Formei-me em 1953. Estava hesitante entre Engenharia e Medicina e um dia, ao ir para o liceu, vi um homem atropelado, a sangrar, e que não sabia se estava vivo ou morto. Queria ajudar e não sabia como. Foi assim que decidi ser médico. Uma das coisas que uma mãe excecional me transmitiu foi o espírito do meu pai (o mais completo atleta português de todos os tempos, e também médico): o espírito de ajudar os outros. Aliás tinha uma tradição médica fabulosa: um tetra-avô (Soares Franco) que foi fundador da Sociedade de Ciências Médicas, em 1822; um avô (Francisco Gentil) que fundou, em 1923, o Instituto Português de Oncologia e promoveu a criação da Liga Portuguesa Contra o Cancro.

Sentiu também vontade de reinventar a Medicina e de inovar?

Sempre pensei que devemos avaliar o que vamos fazendo, pensar se essas foram as melhores opções e se não existiriam melhores alternativas. Como “as palavras voam e a escrita permanece” publiquei, a partir de 2019, mais de 26 trabalhos originais na Imprensa Médica Internacional sobre técnicas e procedimentos que considerei melhores do que aqueles que tinha aprendido, o que não pudera nunca concretizar por falta de tempo disponível (trabalhando de manhã no Hospital de D. Estefânia, de tarde no Instituto Português de Oncologia e depois no Consultório Privado).

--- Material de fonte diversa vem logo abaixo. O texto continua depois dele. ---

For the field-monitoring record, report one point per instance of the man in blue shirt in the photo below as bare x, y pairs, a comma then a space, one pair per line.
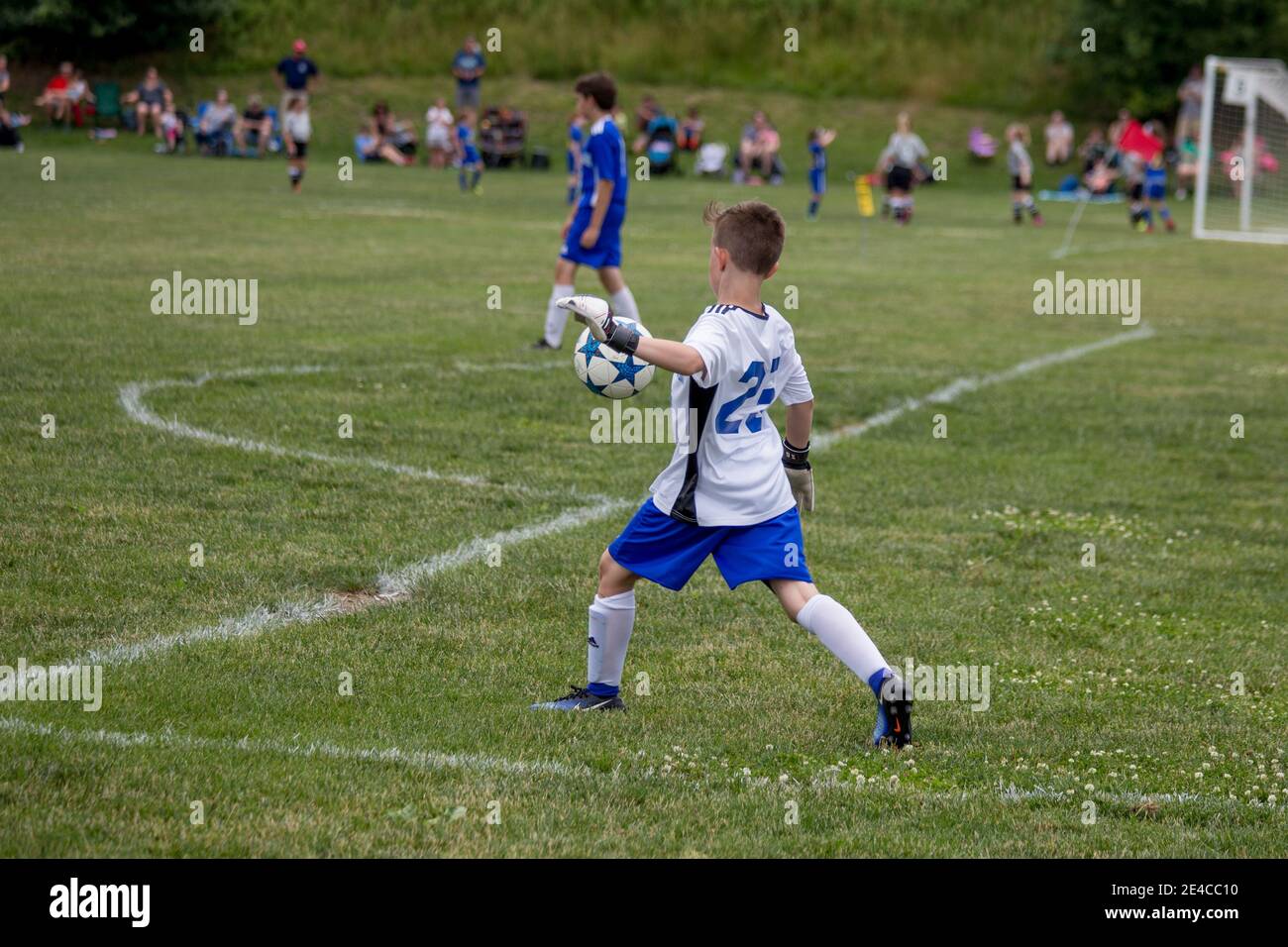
295, 75
592, 232
468, 67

Primeiro porque gosto de crianças e depois porque tinha uma irmã enfermeira dedicada à Pediatria e casada com um Pediatra. Pensei que o ideal seria o existir uma Equipa multidisciplinar. Logo que me formei, e tendo feito um Curso de Ciências Pedagógicas na Faculdade de Letras de Lisboa, fui trabalhar, como voluntário, para o Instituto Português de Oncologia, que o meu avô dirigia e, simultaneamente, completei o então denominado Internato Geral dos Hospitais Civis de Lisboa. Consegui, entretanto, uma Bolsa de Estudo por um ano para me especializar em Cirurgia Pediátrica. Acabei por ficar três anos em Inglaterra (Londres e Liverpool) entre 1957/1959, até sentir que estava bem preparado para voltar a Portugal. Em 1960, quando regressei, propus ao meu avô a criação de um “Serviço específico para crianças”, no Instituto do Cancro, pois não havia então no mundo nenhum serviço que juntasse a parte médica e a parte cirúrgica dos tratamentos das crianças no mesmo local. E assim foi este o primeiro serviço criado a nível mundial. Para além do Instituto do Cancro, onde estava no período da tarde, comecei também a trabalhar nos Hospitais Civis de Lisboa, concretamente no Hospital de Dona Estefânia, de manhã. Ao fim do dia, trabalhava no meu consultório privado. Tendo encerrado o Consultório em 2020, passei a ter tempo para escrever trabalhos científicos. Atualmente sou Especialista em Cirurgia Pediátrica, Cirurgia Plástica, Reconstrutiva e Estética e sub-Especialista em Oncologia Pediátrica.

O Prof. acabou por ficar conhecido do grande público essencialmente devido às várias cirurgias de separação de gémeos siameses que foi fazendo.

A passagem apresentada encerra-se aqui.